Evidence about Utilization, Spending, and Cost
Steve Parente (University of Minnesota), Tomas Valdivia (Definity
Health), and John Bertko (Humana Inc.) highlighted the experience
of employers and employees with respect to utilization patterns,
spending, and costs associated with consumer-driven plans, as compared
with more traditional plans. Thomas Rice (UCLA), who moderated the
panel, noted that it is critically important to determine through
research whether consumer-driven care leads to more or less squandered
resources. Parente cautioned that his research involving employers
who offer Definity Health is at its early stages, and while evidence
on costs and utilization was mixed, more work will be needed to
verify and fully understand his results.
Valdivia
noted that currently, Definity Health’s membership total is
greater than all other consumer-driven plans across the country
(more than 75 employers offer Definity Health). He suggested that
increasingly, consumers are driving provider behavior and influencing
outcomes measures. This, he believes, will ultimately lead to improved
care, lower costs, and greater satisfaction.
Bertko
discussed some of the experiences of Humana employees who selected
a consumer-driven plan. He noted that employers who offer consumer-driven
plans are most interested in what it will cost them, and how much
of the cost savings should be shared with employees.
Implications: Good News? Bad News?
In
the final panel discussion, Karen Davis (The Commonwealth Fund),
Paul Ginsburg (Center for Studying Health System Change), Mark Pauly
(University of Pennsylvania), Gerald Shea (AFL-CIO), and Robert
Stevens (Ridgeview Medical Center) discussed the strengths and weaknesses
of consumer-driven health plans in light of the research findings
described earlier in the day. The panel was moderated by Susan Dentzer
(News Hour with Jim Lehrer).
Davis
noted that it is really too early in the life of consumer-driven
plans to know whether they will serve as a major strategy for reforming
the U.S. health care system. While there is modest interest in the
plans right now, there is also serious concern about the potential
for risk segmentation and heavy financial burdens for low-wage workers.
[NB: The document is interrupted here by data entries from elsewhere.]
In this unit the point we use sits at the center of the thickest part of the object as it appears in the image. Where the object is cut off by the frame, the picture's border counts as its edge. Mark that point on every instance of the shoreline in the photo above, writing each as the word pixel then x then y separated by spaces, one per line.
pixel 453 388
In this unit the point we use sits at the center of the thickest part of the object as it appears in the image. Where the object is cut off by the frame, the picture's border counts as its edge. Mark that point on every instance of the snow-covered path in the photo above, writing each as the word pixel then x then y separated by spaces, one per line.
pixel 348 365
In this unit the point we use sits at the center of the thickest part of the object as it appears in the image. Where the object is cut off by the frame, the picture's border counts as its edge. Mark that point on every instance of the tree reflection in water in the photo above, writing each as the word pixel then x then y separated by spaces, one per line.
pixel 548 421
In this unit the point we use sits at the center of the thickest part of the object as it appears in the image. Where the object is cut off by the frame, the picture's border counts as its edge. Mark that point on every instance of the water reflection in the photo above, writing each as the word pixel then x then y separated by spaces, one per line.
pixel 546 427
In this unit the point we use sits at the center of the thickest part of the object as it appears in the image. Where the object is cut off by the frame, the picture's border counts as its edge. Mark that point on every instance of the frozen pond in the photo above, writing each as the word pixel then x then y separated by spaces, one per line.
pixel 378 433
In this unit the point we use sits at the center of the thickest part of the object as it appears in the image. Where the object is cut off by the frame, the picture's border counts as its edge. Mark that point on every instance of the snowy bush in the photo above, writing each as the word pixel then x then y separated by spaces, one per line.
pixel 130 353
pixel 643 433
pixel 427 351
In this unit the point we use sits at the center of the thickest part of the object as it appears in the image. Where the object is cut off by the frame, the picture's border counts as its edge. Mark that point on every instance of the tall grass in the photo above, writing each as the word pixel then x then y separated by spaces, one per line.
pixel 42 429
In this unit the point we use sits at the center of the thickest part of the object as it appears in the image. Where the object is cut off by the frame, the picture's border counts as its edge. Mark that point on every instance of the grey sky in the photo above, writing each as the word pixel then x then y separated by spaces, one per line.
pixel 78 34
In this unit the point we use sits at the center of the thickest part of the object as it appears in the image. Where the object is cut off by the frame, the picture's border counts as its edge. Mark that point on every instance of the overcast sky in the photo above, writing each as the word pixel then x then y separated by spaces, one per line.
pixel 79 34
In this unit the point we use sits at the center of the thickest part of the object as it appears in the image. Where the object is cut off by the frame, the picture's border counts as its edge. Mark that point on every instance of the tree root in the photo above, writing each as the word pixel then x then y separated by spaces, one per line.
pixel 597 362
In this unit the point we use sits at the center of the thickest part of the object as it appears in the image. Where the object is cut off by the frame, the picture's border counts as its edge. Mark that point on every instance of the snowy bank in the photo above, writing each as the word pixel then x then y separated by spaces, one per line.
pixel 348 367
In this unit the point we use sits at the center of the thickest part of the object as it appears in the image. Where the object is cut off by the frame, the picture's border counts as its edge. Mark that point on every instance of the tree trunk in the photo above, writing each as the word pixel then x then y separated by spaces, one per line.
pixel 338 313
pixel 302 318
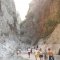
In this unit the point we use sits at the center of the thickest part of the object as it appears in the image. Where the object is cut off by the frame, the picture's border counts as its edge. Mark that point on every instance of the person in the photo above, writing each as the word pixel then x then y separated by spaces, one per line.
pixel 59 52
pixel 50 54
pixel 45 54
pixel 40 54
pixel 29 52
pixel 18 52
pixel 36 53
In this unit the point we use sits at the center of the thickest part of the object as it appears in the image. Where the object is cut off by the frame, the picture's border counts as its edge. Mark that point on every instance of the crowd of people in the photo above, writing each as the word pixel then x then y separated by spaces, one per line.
pixel 38 53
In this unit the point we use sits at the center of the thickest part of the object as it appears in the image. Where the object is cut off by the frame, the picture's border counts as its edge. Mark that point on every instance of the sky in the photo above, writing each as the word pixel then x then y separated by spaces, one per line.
pixel 22 7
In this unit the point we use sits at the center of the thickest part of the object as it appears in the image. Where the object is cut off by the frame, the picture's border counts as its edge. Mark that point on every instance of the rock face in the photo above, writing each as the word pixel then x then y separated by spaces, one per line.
pixel 8 31
pixel 41 20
Davis noted that more systematic data collection on costs and quality
is needed at the individual and provider level.
Ginsburg
pointed out that the core of the consumer-driven plan is the health
reimbursement account (HRA) — an account from which consumers
draw to make health care purchases. He questioned whether an HRA
is an efficient way of providing health benefits, noting that in
the process, employer dollars are given to healthy employees who
would not otherwise have those dollars. Ginsburg suggested that
the role for government in these plans could be to gather and supply
quality information about providers.
Pauly
concluded that sorting through consumer-driven plans ought to be
left to the market, not federal policymakers. Pauly also noted that
consumer-driven plans were not likely to control health care costs
and improve quality—that there is no way “to have more
for less.”
Shea
noted that the jury is still out on consumer-driven plans and it
is clear that the system will not work for everyone. He pointed
out that the current health care system would benefit from standard
performance measures, a more efficient way of gathering performance
information, an alignment of payment with quality care physicians,
wide public reporting, and a different approach to educating physicians
on how best to partner with consumers.
Stevens
echoed Shea’s sentiment and noted that the government should
take a more direct role in the distribution of quality information
about hospitals and physicians. Stevens, who works as a physician
in a physician/hospital organization that offers its employees a
consumer-driven plan, further noted that much more needs to be invested
in the development of the electronic medical record and other information
systems that can provide real time information to employees.